I really hate it when characters get off scot-free--when at the end of each episode or book, it feels like they are reset back to where they started, off the hook. The X-Files fell into this trap, after a while; Mulder and Scully never seemed to learn anything or deal with any of the horrible things that happened to them. This lack of consequence made Mulder and Scully look like cardboard characters--which, indeed, they ended up being. (I knew the show had lost me when the fan-fic was better than the show itself!) Buffy the Vampire Slayer was much much better about dealing with consequences; the mighty Joss Whedon never let his people off the hook. If they screwed up, it always came back to bite them. Sometimes literally!
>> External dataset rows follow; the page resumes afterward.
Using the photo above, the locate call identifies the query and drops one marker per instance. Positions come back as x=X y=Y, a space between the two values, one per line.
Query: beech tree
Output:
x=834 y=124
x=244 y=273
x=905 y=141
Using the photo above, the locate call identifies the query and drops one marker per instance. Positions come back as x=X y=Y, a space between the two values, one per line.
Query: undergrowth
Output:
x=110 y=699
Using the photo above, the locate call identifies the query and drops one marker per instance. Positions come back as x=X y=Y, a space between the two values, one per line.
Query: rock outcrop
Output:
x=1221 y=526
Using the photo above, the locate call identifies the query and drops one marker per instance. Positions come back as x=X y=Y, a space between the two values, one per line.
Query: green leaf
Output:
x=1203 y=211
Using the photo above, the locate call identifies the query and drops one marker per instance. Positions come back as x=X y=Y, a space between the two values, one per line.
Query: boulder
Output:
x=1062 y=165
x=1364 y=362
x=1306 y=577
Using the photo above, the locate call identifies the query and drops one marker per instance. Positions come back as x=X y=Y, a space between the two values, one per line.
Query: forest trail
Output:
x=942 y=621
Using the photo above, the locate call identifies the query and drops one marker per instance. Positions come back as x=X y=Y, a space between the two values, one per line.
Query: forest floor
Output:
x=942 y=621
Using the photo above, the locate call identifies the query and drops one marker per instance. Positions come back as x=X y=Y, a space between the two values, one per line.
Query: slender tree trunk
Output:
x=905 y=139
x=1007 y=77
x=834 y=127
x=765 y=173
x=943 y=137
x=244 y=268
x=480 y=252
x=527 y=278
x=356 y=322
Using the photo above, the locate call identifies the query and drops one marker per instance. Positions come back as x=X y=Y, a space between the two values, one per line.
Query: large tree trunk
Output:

In books, consider Dorothy Dunnett's Chronicles of Lymond (my favourite book series ever)--Lymond is all about the Consequences--they (and their henchmen Guilt and Self-Hatred) are the engine that drives his every move.
Consequences are something that I really wanted to stress in Flora Segunda. Flora makes some bad decisions and they come back to haunt her. In fact, in a way, one of the themes of the book is that being an adult means facing up to the consequences of your actions. And she's not the only one who is having to deal with that issue. Buck and Hotspur have their baggage, even if Flora doesn't fully understand what that baggage is. Even Valefor is paying for something that he did (which we'll find out more about that in Flora Redux). All of them made choices, at various points in their lives, and these choices now drive their lives--and the lives of those around them, too.
(Slight Spoiler Ahead)
It was extremely tempting to have Flora Segunda end on a happy note; everyone reconciled and All Made Up. And, of course, if you don't give the reader some sort of resolution, then the whole book can seem an unsatisfactory cheat. As humans, we want a happy ending--that's one of the reasons we read fiction to begin with. But as an author you want to be true to the characters, and so sometimes that means that you can only give the reader hope of a happy ending, rather than a happy ending itself. So that's how I went--it would be untrue to Buck, Flora, & Hotspur to have them change in a second--can any of us change so quickly? But we can want to change, and hope that can we do so, and maybe we can rise about our issues and end up happy, or maybe we shall sink under them, and drown.
But in the end, the important thing is that we face those issues, and that's why I like tv shows and books that explore what happens after you make your decisions--and plays out if those decisions were wise or not. In my own work, it would be a cheat to do anything else. It would be unrealistic and unfair to my characters--and to my readers, as well.